They also agreed that there will be a cabinet in which the prime minister will be chosen by the protesters and two key posts - defence and interior minister - will be nominated by the military.
The military has been pushing for immunity from prosecution after protesters' deaths, but this is absent from the signed deal.
It does, however, promise an investigation into the violence.
How significant is this deal?
By Tomi Oladipo, BBC Africa security correspondent
After months of on-and-off talks, the two sides have finally signed a deal. That is notable in itself.
The agreement means that after 30 years of military rule, Sudan is now three years away from a fully civilian administration - in theory.
The finer details of the deal and its constitutional elements have not been agreed upon. There is still a "sovereign council" to be appointed to lead the country through its transition.
However, some among the protesting masses might feel that they have got the short end of the stick.
The very military they challenged - and under whom they suffered pain and death on the streets - remains in power for now and will lead the interim government initially. The generals could possibly secure immunity from prosecution.
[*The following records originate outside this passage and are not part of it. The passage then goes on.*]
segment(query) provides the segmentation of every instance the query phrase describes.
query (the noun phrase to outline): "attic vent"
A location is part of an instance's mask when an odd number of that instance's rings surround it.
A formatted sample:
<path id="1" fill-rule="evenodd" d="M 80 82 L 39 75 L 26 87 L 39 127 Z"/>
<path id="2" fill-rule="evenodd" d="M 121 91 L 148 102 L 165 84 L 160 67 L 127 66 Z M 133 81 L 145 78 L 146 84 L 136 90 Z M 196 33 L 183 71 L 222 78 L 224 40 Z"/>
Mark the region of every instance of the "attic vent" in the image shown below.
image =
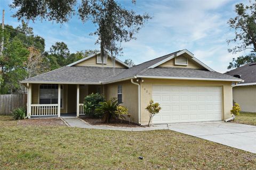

Justice in the eyes of the protesters will not have been served yet, but their chants for the fall of the regime have ushered in this new phase.
How did this start?
The unrest in Sudan can be traced back to December 2018, when then President Bashir's government imposed emergency austerity measures.
In April, the president was overthrown by the military after prolonged protests outside the defence ministry in Khartoum, but demonstrators then wanted to ensure authority was swiftly transferred to a civilian administration.
They stayed put outside the ministry and, on 3 June, the Rapid Support Forces (RSF), a paramilitary group under the command of the ruling military council, moved in to disperse them.
Dozens were killed and bodies were thrown into the River Nile. BBC Africa Eye has analysed more than 300 videos shot on that day and footage showed the RSF firing at protesters with live ammunition.
After the massacre, tens of thousands of protesters then returned to the streets a few weeks later, which forced the junta to resume talks on a power-sharing government.
The RSF leadership has denied responsibility for the killings, blaming rogue elements.
The RSF grew out of the Janjaweed militia, which was accused of carrying out a genocide in the Darfur region of western Sudan.